Decoding of two-phase xacts missing from CREATE_REPLICATION_SLOT command

From
Jeff Davis
Date:
Commit 19890a064 changed pg_create_logical_replication_slot() to allow
decoding of two-phase transactions, but did not extend the
CREATE_REPLICATION_SLOT command to support it. Strangely, it does
extend the CreateReplicationSlotCmd struct to add a "two_phase" field,
but doesn't set it anywhere.

There were patches[1] from around the time of the commit to support
CREATE_REPLICATION_SLOT as well.

Is there a reason to support two-phase decoding, but not with the
replication protocol? If so, why change the CreateReplicationSlotCmd
structure as though we will support it?

Regards,
    Jeff Davis

[1] 
https://www.postgresql.org/message-id/CAFPTHDZ2rigOf0oM0OBhv1yRmyMO5-SQfT9FCLYj-Jp9ShXB3A@mail.gmail.com





On Thu, Jun 3, 2021 at 4:48 AM Jeff Davis <pgsql@j-davis.com> wrote:
>
> Commit 19890a064 changed pg_create_logical_replication_slot() to allow
> decoding of two-phase transactions, but did not extend the
> CREATE_REPLICATION_SLOT command to support it. Strangely, it does
> extend the CreateReplicationSlotCmd struct to add a "two_phase" field,
> but doesn't set it anywhere.
>
> There were patches[1] from around the time of the commit to support
> CREATE_REPLICATION_SLOT as well.
>
> Is there a reason to support two-phase decoding, but not with the
> replication protocol? If so, why change the CreateReplicationSlotCmd
> structure as though we will support it?
>

The idea is to support two_phase via protocol with a subscriber-side
work where we can test it as well. The code to support it via
replication protocol is present in the first patch of subscriber-side
work [1] which uses that code as well. Basically, we don't have a good
way to test it without subscriber-side work so decided to postpone it
till the corresponding work is done. I think we can remove the change
in CreateReplicationSlotCmd, that is a leftover. If we have to support
it via protocol, then at the minimum, we need to enhance
pg_recvlogical so that the same can be tested.
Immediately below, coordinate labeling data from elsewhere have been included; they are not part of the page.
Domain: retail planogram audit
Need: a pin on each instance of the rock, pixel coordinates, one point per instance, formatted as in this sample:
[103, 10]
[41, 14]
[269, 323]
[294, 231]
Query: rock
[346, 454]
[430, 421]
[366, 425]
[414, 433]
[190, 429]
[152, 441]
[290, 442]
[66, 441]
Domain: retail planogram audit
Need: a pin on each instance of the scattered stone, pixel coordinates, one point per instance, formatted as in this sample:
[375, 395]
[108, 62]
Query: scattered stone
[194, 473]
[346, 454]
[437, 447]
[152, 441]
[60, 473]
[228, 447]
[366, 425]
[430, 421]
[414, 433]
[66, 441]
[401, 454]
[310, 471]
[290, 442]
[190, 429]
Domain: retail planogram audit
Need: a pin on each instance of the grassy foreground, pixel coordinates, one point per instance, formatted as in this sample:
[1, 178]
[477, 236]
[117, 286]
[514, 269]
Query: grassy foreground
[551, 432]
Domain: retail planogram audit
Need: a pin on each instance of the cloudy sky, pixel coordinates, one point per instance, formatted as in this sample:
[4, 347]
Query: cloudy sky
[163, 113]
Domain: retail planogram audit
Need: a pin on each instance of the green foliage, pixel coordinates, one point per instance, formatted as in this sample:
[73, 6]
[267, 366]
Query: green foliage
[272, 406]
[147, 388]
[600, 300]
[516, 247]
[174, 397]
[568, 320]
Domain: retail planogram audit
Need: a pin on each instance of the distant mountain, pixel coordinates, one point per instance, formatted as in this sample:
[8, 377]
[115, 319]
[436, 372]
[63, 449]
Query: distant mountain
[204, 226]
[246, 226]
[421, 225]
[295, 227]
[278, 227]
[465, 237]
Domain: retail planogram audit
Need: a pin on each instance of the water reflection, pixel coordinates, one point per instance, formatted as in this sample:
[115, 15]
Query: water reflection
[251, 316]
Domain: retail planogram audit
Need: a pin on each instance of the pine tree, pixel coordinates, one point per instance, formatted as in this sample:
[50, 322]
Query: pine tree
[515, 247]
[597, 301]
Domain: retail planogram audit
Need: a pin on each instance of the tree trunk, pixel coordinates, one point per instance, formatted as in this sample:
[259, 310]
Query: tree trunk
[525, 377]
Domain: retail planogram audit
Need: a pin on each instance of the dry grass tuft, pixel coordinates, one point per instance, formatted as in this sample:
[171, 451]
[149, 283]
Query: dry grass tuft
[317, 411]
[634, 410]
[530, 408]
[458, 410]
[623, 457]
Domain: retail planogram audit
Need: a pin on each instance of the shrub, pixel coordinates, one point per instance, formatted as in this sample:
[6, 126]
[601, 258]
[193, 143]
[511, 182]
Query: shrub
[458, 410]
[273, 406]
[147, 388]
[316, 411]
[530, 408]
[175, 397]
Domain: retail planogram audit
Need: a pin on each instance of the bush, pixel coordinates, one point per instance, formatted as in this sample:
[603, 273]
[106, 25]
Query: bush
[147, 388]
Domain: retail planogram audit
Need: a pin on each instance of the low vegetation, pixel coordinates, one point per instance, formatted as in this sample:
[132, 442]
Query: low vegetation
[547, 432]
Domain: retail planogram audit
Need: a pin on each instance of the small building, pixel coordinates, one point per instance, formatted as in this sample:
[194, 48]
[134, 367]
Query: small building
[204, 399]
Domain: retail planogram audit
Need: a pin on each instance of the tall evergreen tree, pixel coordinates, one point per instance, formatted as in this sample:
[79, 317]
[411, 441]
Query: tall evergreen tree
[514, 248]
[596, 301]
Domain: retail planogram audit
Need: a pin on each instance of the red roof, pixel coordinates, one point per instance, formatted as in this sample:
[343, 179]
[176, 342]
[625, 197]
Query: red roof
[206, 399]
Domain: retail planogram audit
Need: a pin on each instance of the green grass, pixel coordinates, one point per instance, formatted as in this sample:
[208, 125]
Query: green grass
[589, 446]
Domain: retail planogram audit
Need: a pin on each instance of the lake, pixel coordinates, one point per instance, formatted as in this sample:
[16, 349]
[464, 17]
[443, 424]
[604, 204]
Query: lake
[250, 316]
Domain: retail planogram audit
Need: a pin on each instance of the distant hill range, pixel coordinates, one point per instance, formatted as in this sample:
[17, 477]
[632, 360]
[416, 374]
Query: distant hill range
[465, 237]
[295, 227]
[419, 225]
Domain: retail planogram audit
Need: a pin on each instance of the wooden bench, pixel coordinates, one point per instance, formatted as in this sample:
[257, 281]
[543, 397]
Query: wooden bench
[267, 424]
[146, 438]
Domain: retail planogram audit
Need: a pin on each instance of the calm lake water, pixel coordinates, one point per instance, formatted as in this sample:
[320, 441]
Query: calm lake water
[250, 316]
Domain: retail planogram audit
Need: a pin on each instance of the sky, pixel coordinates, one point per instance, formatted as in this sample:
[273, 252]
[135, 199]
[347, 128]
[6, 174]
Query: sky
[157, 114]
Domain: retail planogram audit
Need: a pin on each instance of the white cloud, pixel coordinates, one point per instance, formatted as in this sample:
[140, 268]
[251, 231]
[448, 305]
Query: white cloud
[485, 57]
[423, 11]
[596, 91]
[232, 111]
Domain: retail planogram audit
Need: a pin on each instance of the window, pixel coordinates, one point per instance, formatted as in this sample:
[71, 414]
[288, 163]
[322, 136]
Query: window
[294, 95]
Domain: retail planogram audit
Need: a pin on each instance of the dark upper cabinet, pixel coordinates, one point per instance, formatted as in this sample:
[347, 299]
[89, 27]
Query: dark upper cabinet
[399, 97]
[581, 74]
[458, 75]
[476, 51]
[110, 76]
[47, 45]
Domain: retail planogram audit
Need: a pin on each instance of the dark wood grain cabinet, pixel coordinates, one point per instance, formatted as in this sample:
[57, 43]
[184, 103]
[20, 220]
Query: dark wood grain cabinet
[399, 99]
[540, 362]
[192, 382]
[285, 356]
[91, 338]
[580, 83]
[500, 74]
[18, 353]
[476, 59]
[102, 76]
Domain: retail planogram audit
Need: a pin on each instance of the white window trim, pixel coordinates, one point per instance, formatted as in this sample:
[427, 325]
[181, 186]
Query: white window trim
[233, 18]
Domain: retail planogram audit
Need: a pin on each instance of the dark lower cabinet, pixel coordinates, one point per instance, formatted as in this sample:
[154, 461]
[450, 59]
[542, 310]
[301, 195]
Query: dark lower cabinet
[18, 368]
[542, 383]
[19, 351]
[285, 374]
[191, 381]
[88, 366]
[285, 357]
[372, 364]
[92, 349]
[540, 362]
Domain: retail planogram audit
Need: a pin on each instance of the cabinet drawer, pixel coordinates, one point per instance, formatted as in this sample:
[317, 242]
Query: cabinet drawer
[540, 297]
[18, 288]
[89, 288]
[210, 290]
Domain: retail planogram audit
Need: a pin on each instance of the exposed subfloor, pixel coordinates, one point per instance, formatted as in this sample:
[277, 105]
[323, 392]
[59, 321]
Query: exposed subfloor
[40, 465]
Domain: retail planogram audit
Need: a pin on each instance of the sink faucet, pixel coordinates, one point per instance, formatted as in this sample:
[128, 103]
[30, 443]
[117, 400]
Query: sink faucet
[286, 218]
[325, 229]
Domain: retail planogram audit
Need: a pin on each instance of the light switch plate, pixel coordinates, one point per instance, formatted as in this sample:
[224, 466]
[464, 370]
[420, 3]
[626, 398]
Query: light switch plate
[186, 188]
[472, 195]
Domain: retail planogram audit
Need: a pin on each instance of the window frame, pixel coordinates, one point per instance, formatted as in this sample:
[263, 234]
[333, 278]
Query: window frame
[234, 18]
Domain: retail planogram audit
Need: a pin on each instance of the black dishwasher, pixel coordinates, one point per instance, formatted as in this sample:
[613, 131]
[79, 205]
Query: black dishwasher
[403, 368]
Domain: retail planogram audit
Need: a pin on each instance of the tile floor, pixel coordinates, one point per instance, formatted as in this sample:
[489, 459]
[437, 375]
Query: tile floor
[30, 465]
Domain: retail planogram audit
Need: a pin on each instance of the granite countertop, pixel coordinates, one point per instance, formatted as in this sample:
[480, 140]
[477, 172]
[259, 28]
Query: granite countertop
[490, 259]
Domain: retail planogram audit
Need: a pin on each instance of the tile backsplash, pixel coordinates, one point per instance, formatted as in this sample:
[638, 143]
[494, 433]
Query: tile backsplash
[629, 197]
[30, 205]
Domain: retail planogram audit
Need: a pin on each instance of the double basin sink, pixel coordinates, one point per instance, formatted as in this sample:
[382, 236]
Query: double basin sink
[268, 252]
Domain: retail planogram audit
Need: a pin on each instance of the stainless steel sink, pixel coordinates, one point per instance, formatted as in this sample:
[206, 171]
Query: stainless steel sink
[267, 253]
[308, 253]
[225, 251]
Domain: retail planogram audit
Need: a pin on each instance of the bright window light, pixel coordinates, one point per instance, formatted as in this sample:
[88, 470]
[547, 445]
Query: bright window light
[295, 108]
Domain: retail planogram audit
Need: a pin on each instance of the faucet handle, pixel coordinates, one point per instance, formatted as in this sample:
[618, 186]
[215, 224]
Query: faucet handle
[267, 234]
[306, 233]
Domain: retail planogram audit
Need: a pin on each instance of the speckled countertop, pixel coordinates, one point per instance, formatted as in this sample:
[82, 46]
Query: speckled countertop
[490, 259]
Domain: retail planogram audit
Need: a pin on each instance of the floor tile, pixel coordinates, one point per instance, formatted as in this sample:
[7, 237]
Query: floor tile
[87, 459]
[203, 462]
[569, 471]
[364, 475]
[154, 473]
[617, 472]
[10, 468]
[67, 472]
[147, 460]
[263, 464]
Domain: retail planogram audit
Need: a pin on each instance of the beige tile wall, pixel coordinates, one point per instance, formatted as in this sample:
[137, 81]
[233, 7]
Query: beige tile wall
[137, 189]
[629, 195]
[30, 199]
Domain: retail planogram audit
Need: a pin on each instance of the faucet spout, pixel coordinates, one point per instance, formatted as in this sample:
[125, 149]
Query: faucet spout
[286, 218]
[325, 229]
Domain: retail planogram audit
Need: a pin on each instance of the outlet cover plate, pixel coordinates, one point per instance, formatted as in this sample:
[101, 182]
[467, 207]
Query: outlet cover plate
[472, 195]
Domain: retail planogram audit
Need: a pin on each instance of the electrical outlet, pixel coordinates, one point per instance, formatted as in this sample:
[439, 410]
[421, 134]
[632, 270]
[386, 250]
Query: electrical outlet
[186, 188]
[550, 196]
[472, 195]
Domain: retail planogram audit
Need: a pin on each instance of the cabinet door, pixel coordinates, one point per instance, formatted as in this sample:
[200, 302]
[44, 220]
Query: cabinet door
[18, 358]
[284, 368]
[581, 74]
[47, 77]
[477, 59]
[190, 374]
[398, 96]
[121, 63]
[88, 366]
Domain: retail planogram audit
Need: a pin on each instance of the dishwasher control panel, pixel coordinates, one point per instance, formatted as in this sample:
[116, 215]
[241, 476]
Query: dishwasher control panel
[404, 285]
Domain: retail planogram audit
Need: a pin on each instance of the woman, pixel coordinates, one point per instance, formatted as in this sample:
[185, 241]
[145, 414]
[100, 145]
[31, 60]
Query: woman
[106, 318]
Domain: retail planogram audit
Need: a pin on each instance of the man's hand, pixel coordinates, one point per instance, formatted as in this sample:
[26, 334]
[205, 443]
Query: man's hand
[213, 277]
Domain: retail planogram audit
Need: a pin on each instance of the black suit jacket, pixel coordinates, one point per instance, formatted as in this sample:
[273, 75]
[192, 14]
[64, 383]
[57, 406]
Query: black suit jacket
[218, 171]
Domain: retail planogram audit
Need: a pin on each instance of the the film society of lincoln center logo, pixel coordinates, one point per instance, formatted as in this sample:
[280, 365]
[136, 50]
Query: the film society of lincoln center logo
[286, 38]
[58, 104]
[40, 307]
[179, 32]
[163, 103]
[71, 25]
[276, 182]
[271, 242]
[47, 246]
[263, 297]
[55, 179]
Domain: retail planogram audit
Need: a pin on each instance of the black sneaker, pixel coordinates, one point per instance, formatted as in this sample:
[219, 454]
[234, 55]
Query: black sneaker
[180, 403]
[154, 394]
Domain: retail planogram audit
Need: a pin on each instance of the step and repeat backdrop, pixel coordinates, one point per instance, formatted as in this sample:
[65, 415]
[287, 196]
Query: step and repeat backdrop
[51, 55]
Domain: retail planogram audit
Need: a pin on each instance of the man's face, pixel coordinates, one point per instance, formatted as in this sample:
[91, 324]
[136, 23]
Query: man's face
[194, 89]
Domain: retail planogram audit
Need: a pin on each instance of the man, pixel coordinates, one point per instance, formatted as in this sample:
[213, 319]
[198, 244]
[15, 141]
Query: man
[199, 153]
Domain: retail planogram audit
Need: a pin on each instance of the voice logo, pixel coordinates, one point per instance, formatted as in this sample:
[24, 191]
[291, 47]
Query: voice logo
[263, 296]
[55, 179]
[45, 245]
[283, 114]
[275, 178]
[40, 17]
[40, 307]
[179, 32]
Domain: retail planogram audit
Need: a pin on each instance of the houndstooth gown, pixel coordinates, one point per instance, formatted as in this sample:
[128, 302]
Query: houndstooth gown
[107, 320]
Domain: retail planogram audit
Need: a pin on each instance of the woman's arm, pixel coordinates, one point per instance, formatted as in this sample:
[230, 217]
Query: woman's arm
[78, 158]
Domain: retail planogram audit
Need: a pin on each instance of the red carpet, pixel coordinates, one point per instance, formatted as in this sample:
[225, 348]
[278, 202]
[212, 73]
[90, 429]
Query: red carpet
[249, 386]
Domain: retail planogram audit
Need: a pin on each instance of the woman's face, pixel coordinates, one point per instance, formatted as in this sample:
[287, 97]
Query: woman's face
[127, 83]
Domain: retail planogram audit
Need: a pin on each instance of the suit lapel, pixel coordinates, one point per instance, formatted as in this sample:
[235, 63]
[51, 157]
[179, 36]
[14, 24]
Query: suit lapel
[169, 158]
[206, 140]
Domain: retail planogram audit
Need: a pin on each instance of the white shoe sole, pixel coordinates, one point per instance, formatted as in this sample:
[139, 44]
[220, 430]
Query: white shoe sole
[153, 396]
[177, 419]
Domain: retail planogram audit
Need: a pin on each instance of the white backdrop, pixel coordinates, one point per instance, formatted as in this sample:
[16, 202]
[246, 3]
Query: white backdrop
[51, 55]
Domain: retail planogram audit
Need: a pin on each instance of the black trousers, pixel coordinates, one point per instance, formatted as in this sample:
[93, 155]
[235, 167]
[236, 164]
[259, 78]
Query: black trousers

[1] - https://www.postgresql.org/message-id/CAHut%2BPt7wnctZpfhaLyuPA0mXDAtuw7DsMUfw3TePJLxqTArjA%40mail.gmail.com

-- 
With Regards,
Amit Kapila.



On Thu, 2021-06-03 at 09:29 +0530, Amit Kapila wrote:
> The idea is to support two_phase via protocol with a subscriber-side
> work where we can test it as well. The code to support it via
> replication protocol is present in the first patch of subscriber-side
> work [1] which uses that code as well. Basically, we don't have a
> good
> way to test it without subscriber-side work so decided to postpone it
> till the corresponding work is done.

Thank you for clarifying.

Right now, it feels a bit incomplete. If it's not much work, I
recommend breaking out the CREATE_REPLICATION_SLOT changes and updating
pg_recvlogical, so that it can go in v14 (and
pg_create_logical_replication_slot() will match
CREATE_REPLICATION_SLOT). But if that's complicated or controversial,
then I'm fine waiting for the other work to complete.

Regards,
    Jeff Davis





On Thu, Jun 3, 2021 at 10:08 PM Jeff Davis <pgsql@j-davis.com> wrote:
>
> On Thu, 2021-06-03 at 09:29 +0530, Amit Kapila wrote:
> > The idea is to support two_phase via protocol with a subscriber-side
> > work where we can test it as well. The code to support it via
> > replication protocol is present in the first patch of subscriber-side
> > work [1] which uses that code as well. Basically, we don't have a
> > good
> > way to test it without subscriber-side work so decided to postpone it
> > till the corresponding work is done.
>
> Thank you for clarifying.
>
> Right now, it feels a bit incomplete. If it's not much work, I
> recommend breaking out the CREATE_REPLICATION_SLOT changes and updating
> pg_recvlogical, so that it can go in v14 (and
> pg_create_logical_replication_slot() will match
> CREATE_REPLICATION_SLOT). But if that's complicated or controversial,
> then I'm fine waiting for the other work to complete.
>

I think we can try but not sure if we can get it by then. So, here is
my suggestion:
a. remove the change in CreateReplicationSlotCmd
b. prepare the patches for protocol change and pg_recvlogical. This
will anyway include the change we removed as part of (a).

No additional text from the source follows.